"La ZIM Virginia carica di armi è ferma al largo delle coste di Livorno ma non può attraccare: c’è lo sciopero in corso dei portuali dell’USB che la blocca".
Lo ha fatto sapere oggi il sindacato Unione Sindacale di Base nazionale, Usb, in occasione dello sciopero internazionale dei porti che ha coinvolto anche i portuali di Livorno.
"La stessa costa sta succedendo alla Zim New Zealand, - ha aggiunto Usb - che era prevista per questa mattina al porto di Genova e alla Zim Australia, che avrebbe dovuto attraccare oggi a Venezia e domani a Ravenna. Ed anche la Mcs Eagle III, diretta in Israele, che doveva arrivare ieri a Ravenna ed era prevista per oggi a Venezia ha rimandato i suoi programmi".

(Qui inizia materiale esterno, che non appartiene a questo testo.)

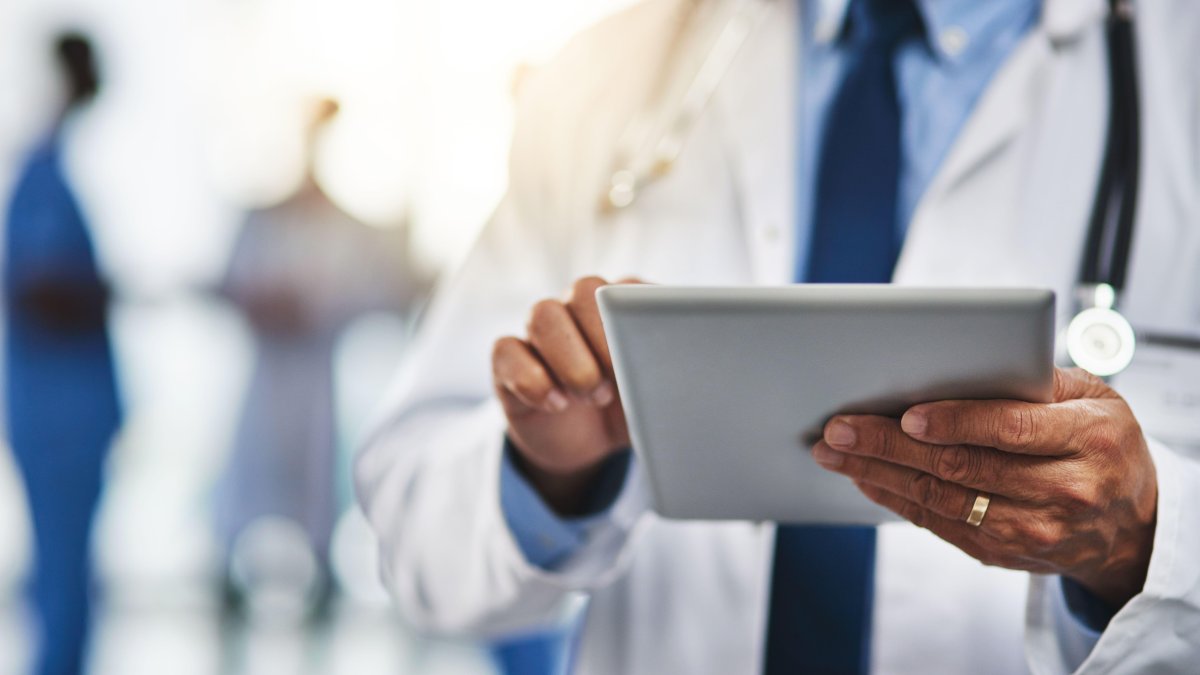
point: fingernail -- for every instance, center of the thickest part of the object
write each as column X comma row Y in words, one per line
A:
column 827, row 457
column 840, row 435
column 556, row 401
column 913, row 423
column 603, row 394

"Sono i primi tangibili risultati dello sciopero internazionale che i portuali di diversi paesi hanno organizzato per oggi contro i traffici di armi, la privatizzazione delle banchine, la militarizzazione dei porti. Lo sciopero e le manifestazioni previste inizialmente in 21 porti in tutto il Mediterraneo ed anche in Nord Europa, stanno coinvolgendo anche altre città portuali come Marsiglia e Barcellona e stanno ricevendo solidarietà anche al di là dell’Atlantico", conclude Usb.